The last discussion of the day descended most deeply into the realms of philosophy of culture and history. This panel featured Marci Shore and Yaroslav Hrytsak and was moderated by Krzysztof Czyzewski, who introduced with words about the need to create a positive vision, a horizon for tomorrow, while maintaining faith in the great power of what is small. Shore spoke of her position as a historian who looks a bit from outside, from outside Europe, which entails that questions about Central European identity are particularly difficult for her. She invoked the poem "nothing bad even happens here" by Wiktoria Amelina, while beginning a story about trauma, ghosts chased away and being erased, which returns and haunts memory again and again. Through the story of Russian historical narratives, psychological repression and denial categories, the historian reached the essence of a very concrete ethic, which is based on the responsibility to speak the truth, always, at all times. For Shore, that which is positive and alive, is related to the great gift of people to create something new, to create from nothing. This is also how Maydan can be understood, as a kind of flash that allows one to see that something else is possible, because, after all, it has already happened, it has come into existence, even if only in the blink of an eye. In a similar vein, Yaroslav Hrytsak spoke, thinking about the thin, fragile limits of historical memory, which has the power to act both as a medicine, a remedy, and as a poison that infects the present and the future. Ukrainian history, filled with extreme, radical violence, virtually devoid of a mythical time, a golden age that would lie somewhere in the past, leans even more towards utopia, towards the imagination of a new, different world. In Hrytsak's story, Ukraine, is also a very diverse country, unable to be locked into one dominant narrative, rather a place of different stories and histories, and this is, after all, an important affliction of Central Europe.
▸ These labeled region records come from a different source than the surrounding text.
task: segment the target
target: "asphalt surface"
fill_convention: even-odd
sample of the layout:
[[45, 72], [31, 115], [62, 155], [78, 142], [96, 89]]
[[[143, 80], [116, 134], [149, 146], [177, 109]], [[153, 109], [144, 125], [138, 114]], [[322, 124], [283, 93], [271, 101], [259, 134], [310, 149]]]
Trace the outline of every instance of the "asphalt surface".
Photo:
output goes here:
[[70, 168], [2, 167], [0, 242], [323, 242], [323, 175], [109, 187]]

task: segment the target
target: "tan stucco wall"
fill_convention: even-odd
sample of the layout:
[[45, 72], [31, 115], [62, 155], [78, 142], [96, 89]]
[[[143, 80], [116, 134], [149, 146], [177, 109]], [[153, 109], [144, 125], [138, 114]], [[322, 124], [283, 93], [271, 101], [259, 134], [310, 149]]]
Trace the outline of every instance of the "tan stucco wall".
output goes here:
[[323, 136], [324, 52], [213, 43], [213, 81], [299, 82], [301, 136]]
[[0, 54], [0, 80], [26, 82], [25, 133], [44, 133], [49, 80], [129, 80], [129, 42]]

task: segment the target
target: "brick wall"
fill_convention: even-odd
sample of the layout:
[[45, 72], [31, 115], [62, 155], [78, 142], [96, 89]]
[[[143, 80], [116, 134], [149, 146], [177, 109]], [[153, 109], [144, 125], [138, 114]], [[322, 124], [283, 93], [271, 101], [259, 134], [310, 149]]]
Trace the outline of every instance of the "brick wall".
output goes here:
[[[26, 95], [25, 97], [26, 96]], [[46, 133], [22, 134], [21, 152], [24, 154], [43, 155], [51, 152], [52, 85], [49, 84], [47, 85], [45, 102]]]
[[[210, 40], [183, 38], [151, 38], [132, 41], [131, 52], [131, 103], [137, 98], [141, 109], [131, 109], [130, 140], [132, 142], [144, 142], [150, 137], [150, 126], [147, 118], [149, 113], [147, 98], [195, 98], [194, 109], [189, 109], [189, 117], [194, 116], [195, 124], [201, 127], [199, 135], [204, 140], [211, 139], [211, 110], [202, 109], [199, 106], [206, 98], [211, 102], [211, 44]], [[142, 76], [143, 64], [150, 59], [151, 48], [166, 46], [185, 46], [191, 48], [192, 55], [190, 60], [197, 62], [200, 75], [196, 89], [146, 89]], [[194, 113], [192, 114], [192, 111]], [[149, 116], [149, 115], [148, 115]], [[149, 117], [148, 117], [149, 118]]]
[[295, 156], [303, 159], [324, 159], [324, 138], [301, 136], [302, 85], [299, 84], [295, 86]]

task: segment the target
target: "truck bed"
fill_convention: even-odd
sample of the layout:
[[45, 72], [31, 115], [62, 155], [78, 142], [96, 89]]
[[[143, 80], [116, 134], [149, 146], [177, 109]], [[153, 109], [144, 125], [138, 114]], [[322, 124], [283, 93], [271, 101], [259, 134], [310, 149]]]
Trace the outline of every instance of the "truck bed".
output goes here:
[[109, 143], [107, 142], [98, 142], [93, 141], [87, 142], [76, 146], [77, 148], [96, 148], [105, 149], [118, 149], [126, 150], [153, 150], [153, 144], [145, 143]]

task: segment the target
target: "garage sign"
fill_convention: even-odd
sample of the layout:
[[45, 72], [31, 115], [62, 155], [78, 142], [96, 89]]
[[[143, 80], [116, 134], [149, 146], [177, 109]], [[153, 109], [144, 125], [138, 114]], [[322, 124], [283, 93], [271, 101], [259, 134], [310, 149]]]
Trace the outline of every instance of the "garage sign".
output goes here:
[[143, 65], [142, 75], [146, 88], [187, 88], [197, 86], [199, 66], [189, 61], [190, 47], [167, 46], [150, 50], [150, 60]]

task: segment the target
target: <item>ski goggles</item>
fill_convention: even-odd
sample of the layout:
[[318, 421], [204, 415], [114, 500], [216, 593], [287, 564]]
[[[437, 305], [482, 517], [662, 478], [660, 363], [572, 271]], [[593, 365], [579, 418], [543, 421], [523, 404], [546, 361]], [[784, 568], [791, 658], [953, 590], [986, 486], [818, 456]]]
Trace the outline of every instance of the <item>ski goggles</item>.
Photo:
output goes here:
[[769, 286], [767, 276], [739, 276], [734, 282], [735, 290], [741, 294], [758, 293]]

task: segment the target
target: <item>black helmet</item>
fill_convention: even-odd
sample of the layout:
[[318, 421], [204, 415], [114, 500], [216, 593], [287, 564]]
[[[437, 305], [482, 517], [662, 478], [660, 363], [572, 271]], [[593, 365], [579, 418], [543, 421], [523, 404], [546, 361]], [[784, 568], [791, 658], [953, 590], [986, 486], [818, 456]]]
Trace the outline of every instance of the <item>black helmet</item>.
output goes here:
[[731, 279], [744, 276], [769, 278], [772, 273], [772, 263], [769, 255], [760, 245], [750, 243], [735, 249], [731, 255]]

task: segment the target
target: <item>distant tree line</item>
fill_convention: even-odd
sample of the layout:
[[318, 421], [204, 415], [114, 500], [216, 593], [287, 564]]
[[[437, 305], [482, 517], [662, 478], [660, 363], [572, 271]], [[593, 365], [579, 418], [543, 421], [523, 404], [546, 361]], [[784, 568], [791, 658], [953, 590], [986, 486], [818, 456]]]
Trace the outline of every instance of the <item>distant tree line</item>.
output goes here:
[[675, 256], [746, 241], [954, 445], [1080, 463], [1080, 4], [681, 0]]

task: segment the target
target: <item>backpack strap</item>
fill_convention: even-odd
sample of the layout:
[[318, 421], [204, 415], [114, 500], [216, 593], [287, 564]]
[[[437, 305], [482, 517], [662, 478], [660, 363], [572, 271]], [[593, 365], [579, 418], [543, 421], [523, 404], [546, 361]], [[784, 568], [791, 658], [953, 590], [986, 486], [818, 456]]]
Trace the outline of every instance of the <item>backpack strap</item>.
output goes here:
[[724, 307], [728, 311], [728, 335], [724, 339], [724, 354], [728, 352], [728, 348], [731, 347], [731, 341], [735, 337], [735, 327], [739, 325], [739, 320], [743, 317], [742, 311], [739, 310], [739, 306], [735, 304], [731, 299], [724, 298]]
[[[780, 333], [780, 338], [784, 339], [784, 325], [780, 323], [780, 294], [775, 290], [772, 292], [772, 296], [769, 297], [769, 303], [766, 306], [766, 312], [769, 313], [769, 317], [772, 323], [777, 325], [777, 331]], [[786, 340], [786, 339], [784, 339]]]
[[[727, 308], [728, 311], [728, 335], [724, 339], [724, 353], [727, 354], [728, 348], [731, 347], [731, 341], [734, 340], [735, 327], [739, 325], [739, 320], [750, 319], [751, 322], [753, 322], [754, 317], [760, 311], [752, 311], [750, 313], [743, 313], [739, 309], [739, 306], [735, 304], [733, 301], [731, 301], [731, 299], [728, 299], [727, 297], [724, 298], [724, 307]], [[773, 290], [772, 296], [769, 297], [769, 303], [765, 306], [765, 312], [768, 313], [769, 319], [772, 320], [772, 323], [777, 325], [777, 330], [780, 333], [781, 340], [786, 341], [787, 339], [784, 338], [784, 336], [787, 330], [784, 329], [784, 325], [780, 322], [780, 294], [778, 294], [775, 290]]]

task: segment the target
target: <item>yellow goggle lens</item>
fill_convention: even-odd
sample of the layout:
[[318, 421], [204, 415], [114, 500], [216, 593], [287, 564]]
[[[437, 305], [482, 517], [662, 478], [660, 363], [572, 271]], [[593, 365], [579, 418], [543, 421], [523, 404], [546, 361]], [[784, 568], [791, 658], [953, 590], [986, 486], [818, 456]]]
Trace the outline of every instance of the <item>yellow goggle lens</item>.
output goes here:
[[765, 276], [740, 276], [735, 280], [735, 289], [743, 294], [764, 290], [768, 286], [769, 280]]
The Transcarpathian region, Uzhhorod, is today the heart of Europe, a place where the thought and idea of the center of this world has special strength. Remote on the map of the country, it remains safe, lying at the very central European borders, and is free from the direct aggression consuming Ukraine. But all of this is also a story about the fluidity of those borders, a war that easily shatters them, a Central Europe whose real energy can be to bridge "beyond," to create a world and change beyond what seems possible. It is in Uzhhorod that Ukraine's path toward the new is seen more clearly and distinctly, where pragmatism meets the vision of change, a new horizon that surpasses today's tragedy of war and a past filled with violence. Thoughts, ideas resounding at the meeting, a celebration of Europe Day, circulated in this space of tomorrow, participants speaking in Ukrainian, Polish, English led reflection on Central Europe, which has its history of ideas, but, faced with the dilemmas of modernity, today's violence, resistance, needs a completely new language. The day ended with Café Europa event, in a small użhorodz cafe we listened to Ukrainian, Armenian, Polish, English, Georgian, Belarusian poetry, each carried in its own native word. Raphael Roginski's music seems to bring these worlds together in a single story, the guitar tracks sculpting a space full of tension, vague energy, movement and memory in the powerful silence that fell after the sounds of poetry. I guess it is the listening that has the most of utopia in it, always open remains sensitive to new emotions, thoughts, ideas that are born in this fluid relationship between the world and the one who listens to it.